In Rago the pine forests dominate, with lush patches of deciduous forest in between. Up the ridges towards the tree line,the mountain birch gradually takes over. The climate in the area is harsh, making even hardy mountain plants such as alpine yellow-violet, alpine lady’s-mantle and roseroot seek refuge in the valley. The wet and marine-influenced climate also means that several species have their easternmost distribution in Rago. An example is the beautiful bog asphodel, which is rare this far east, but commonly found in the bogs around Storskogvatnet.
Photo: Gunnar Rofstad.
Photo: Marius Saunders
Forest and fungi
In Rago you can find very old pine forest and plenty of dead wood. This provides good living conditions for fungi. 20 red-listed mushroom species have been documented in the old pine forest, including Skeletocutis stellae, Acanthophysellum lividocoeruleum and Amylocorticium laceratum.

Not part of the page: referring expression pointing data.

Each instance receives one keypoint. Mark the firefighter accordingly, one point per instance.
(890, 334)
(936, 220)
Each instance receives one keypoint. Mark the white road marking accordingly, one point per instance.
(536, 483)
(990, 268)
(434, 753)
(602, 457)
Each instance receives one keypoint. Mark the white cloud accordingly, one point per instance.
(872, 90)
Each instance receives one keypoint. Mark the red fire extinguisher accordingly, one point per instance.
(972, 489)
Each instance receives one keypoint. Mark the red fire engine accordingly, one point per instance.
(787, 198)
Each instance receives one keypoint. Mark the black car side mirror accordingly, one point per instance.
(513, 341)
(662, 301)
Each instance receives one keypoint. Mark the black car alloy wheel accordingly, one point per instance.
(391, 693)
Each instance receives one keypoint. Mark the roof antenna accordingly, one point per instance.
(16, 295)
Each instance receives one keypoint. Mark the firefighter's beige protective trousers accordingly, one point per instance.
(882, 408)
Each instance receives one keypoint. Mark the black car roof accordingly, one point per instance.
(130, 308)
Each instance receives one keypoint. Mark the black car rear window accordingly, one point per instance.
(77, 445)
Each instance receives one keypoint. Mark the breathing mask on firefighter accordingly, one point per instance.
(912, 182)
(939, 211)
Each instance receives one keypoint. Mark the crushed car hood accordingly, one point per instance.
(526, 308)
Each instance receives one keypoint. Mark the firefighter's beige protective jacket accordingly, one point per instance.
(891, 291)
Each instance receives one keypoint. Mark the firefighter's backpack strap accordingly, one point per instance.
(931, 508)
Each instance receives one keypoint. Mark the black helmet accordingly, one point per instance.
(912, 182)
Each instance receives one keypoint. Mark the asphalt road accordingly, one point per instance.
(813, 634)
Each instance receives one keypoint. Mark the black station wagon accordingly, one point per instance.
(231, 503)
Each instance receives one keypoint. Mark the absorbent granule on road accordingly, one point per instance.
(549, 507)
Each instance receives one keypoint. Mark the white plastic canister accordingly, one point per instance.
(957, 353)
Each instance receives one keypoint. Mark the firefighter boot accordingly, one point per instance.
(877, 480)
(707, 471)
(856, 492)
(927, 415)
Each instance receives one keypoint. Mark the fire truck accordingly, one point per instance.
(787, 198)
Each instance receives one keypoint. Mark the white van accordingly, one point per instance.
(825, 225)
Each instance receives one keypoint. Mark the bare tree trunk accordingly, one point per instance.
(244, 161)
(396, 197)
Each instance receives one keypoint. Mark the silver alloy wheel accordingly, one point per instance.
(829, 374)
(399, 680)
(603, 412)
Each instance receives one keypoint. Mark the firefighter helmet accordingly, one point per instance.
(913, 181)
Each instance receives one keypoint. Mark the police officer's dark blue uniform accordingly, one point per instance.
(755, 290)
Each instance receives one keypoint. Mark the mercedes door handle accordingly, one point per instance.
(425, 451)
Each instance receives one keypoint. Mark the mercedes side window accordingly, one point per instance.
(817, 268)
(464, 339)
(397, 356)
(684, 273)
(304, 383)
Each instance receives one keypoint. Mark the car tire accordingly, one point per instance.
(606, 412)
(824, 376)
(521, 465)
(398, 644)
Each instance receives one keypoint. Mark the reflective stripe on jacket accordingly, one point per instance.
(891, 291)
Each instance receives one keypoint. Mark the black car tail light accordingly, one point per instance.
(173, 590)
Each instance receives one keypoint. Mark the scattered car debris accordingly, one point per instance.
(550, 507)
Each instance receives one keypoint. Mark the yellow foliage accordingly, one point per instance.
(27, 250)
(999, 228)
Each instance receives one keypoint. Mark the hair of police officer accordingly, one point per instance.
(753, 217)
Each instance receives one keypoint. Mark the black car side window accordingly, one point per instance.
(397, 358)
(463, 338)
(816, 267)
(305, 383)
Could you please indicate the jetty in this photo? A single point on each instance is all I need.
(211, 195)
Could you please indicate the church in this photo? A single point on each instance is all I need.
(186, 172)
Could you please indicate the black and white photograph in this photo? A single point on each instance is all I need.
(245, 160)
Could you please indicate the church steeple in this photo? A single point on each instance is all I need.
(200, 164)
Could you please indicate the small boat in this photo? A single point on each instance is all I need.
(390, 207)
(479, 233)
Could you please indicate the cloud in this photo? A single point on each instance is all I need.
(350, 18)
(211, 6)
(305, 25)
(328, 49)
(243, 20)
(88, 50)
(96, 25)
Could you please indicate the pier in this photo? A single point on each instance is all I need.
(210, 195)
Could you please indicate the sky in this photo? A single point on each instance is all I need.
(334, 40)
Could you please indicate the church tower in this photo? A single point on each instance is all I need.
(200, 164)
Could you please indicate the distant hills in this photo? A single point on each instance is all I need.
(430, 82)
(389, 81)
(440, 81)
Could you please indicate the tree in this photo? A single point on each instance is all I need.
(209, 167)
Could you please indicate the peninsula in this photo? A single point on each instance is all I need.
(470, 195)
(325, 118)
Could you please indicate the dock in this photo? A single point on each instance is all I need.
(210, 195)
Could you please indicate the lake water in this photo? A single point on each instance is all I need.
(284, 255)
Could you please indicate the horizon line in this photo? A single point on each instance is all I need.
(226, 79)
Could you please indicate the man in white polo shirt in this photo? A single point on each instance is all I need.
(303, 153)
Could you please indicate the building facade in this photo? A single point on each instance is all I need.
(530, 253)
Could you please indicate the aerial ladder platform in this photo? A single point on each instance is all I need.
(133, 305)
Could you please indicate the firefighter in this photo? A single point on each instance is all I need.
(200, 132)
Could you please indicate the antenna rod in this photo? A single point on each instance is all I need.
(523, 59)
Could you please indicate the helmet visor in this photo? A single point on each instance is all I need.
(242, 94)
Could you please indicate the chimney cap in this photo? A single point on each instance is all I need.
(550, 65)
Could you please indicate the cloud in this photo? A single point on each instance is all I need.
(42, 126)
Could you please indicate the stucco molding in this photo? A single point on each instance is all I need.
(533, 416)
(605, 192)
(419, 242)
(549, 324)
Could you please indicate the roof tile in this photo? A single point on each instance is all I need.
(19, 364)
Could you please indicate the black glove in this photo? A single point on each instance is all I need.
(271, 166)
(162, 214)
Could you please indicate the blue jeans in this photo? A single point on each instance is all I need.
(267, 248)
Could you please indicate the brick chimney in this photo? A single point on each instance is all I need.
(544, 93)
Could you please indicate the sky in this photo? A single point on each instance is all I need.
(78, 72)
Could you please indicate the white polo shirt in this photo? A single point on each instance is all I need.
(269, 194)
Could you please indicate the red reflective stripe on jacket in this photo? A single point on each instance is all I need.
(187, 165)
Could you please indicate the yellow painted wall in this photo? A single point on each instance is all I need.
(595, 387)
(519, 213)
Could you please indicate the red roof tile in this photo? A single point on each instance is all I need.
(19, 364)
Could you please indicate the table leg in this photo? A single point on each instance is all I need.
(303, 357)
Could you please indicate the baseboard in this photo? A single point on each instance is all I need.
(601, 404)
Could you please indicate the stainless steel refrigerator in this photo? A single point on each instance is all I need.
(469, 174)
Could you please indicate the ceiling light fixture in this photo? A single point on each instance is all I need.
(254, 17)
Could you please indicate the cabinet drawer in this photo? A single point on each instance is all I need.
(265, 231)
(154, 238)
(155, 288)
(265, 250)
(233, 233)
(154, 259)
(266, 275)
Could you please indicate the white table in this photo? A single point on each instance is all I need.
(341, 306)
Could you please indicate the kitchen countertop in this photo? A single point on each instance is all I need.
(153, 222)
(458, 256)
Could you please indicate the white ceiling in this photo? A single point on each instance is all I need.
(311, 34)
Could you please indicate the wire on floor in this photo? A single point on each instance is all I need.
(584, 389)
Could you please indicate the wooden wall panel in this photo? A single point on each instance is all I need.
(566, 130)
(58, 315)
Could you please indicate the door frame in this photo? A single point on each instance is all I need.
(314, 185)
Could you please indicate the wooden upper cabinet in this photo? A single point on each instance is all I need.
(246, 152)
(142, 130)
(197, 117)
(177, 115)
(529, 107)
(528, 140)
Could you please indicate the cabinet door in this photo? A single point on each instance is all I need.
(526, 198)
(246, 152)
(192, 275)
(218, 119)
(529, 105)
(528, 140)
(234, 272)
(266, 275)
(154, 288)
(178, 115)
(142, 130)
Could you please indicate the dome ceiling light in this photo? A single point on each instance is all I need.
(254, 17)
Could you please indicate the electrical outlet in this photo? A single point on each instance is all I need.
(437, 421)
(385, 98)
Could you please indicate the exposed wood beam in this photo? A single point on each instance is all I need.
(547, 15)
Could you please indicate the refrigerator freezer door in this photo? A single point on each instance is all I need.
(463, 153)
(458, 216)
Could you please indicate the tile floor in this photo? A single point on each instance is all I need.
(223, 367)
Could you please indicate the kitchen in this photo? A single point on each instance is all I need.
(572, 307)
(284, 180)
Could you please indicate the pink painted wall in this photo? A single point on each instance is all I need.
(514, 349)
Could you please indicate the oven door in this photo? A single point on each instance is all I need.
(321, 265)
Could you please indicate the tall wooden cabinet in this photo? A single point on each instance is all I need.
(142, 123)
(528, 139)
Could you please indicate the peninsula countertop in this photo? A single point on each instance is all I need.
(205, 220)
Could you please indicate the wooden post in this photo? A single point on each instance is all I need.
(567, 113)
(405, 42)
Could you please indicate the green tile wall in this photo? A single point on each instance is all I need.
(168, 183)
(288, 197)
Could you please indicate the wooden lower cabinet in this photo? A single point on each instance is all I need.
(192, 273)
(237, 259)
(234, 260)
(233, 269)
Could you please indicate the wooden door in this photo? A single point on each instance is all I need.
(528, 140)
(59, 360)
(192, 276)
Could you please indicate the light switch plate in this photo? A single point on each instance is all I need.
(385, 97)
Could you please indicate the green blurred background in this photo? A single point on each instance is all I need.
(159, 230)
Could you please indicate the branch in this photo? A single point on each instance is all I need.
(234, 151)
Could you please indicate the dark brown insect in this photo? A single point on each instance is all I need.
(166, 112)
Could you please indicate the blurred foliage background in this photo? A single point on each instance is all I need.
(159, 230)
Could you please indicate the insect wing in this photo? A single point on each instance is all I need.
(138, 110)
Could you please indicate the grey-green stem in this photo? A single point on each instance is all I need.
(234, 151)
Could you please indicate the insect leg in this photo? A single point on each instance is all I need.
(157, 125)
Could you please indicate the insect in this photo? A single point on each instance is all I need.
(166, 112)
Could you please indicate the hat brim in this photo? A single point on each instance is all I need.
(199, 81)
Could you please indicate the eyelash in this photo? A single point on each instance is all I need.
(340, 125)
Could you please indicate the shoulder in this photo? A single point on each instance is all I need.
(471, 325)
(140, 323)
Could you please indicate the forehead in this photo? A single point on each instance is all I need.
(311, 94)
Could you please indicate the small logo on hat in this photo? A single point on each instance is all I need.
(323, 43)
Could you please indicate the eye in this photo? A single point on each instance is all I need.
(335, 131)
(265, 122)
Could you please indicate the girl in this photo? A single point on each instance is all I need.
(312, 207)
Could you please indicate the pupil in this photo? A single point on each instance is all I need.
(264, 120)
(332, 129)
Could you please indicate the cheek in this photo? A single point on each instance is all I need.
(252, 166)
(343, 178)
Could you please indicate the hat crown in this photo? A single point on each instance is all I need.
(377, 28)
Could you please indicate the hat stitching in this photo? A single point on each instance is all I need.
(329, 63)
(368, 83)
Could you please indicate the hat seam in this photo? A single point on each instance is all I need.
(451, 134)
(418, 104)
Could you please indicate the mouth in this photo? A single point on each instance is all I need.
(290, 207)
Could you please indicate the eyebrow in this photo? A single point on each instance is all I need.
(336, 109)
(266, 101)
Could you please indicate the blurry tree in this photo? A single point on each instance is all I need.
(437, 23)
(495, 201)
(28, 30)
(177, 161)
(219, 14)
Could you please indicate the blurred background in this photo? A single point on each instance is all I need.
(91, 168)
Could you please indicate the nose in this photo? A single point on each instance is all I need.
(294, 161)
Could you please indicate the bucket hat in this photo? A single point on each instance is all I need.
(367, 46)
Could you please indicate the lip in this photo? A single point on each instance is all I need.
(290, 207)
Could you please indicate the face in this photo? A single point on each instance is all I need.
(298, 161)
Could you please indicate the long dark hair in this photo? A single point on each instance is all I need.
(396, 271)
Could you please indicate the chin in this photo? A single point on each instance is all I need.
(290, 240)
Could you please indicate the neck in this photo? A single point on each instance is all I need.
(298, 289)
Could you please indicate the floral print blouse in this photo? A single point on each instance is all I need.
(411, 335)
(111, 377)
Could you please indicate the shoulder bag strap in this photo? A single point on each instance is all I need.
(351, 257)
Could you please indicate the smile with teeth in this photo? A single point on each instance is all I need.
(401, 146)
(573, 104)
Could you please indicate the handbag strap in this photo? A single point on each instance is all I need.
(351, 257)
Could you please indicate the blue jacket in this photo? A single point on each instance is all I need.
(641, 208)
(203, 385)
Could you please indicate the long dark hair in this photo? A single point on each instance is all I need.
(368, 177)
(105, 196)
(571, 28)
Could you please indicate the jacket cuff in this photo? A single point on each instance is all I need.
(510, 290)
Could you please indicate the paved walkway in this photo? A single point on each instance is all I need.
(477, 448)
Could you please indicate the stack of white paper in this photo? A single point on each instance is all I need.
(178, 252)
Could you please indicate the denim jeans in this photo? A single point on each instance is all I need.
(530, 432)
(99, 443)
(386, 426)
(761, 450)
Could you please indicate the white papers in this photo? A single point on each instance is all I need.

Rago is therefore considered one of the Norway’s most important areas for the conservation of bark fungi. It is therefore very important that dry and dead pine is not used for firewood.
Most of the bedrock in Rago consists of hard granite.av berggrunnen i Rago består av hard granitt. The glaciers that covered Rago National Park in the past has largely influenced the landscape as it is today. Sand, smaller and larger stones and rocks were dragged under the ice from east to west. When the ice retreated, we were left with bare rock and large boulders. In the south-eastern parts of the national park there is a smaller area of slate, where the plant life is more diverse.